Observe that C > A, D > A, E can easily be calculated to be small, B although large is far away from the middle value C(100, 50).

Elementarily, I know that the combinatorial function takes its greatest value at the midpoint.
E.g. C(2, 0) = 1, C(2, 1) = 2, C(2, 2) = 1
C(7, 0) = 1, C(7, 1) = 7, C(7, 2) = 21, C(7, 3) = 35, C(7, 4) = 35, ....

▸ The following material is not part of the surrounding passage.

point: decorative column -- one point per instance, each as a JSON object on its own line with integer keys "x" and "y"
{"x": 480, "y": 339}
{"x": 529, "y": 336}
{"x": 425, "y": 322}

So I would bet on D. as it takes the largest number of values from the middle of the range for C(100, k).

CoCoA
Posts: 42
Joined: Wed Sep 03, 2008 5:39 pm
I know very little about probablity, and with exactly 3 weeks until my exam, I have little chance of learning; therefore, I can be sure that there will be plenty of probability problems on my version of the exam. Good analysis. When you lign them up, it is easy to see D>A and D>C. One thing I saw online, which I gues I should remember, the variance of this, m trials with p=q=1/2, is \sigma^2=mpq=25, so the standard deviation is 5. So B is the upper tail above 2 standard deviations (approx 5%?), and E is both tails 9 standard deviations away (very close to zero?). I'll never remember it.
Last edited by CoCoA on Mon Sep 29, 2008 12:12 pm, edited 1 time in total.

amateur
Posts: 42
Joined: Wed Sep 10, 2008 9:41 am
I used a caluclator to check these values out:

A. 0.08 (0.07958 to be exact) = 8%

B. 0.03 = 3%

C. 0.32 = 32%

D. 0.38 = 38%

E. Almost negligible (0%).

My test is 6 weeks away (Nov 8th). It would be really helpful if you could post some feedback from your test.

Wonderacle
Posts: 5
Joined: Wed Oct 01, 2008 4:26 pm
you can first eliminate A, because C contains A

then obbiously it is a binomial experiment, we will use z-table to analyse,
n=100, p(H)=0.5, q=0.5
mean=50, sd=5,

B is equivalent to H</=40, 40 is 2 sd away from mean, so P=0.025,
E is too many sd away from the mean, just forget it,
D is equivalent to H ranged from 48 to 52,
C is ranged from 51 to 55,
so C and D both have the same amount interval difference,
however, D is in the middle, according to the z-table, it has the greatest probability, and it is obviously a lot more than 0.025

CoCoA
Posts: 42
Joined: Wed Sep 03, 2008 5:39 pm
Thanks for the help.

But even if I remembered what a z-table was, I doubt if it is something that would help me on the exam that is now 2 weeks away. I guess I just have to accept that I will get Probability questions wrong.

JcraigMSU
Posts: 13
Joined: Wed Aug 06, 2008 9:25 am
I wouldn't get discouraged by thinking you will get some wrong. Acknowledging it will probably help you be more successful on the exam. I don't believe it is their intention people get 100% on the math GRE.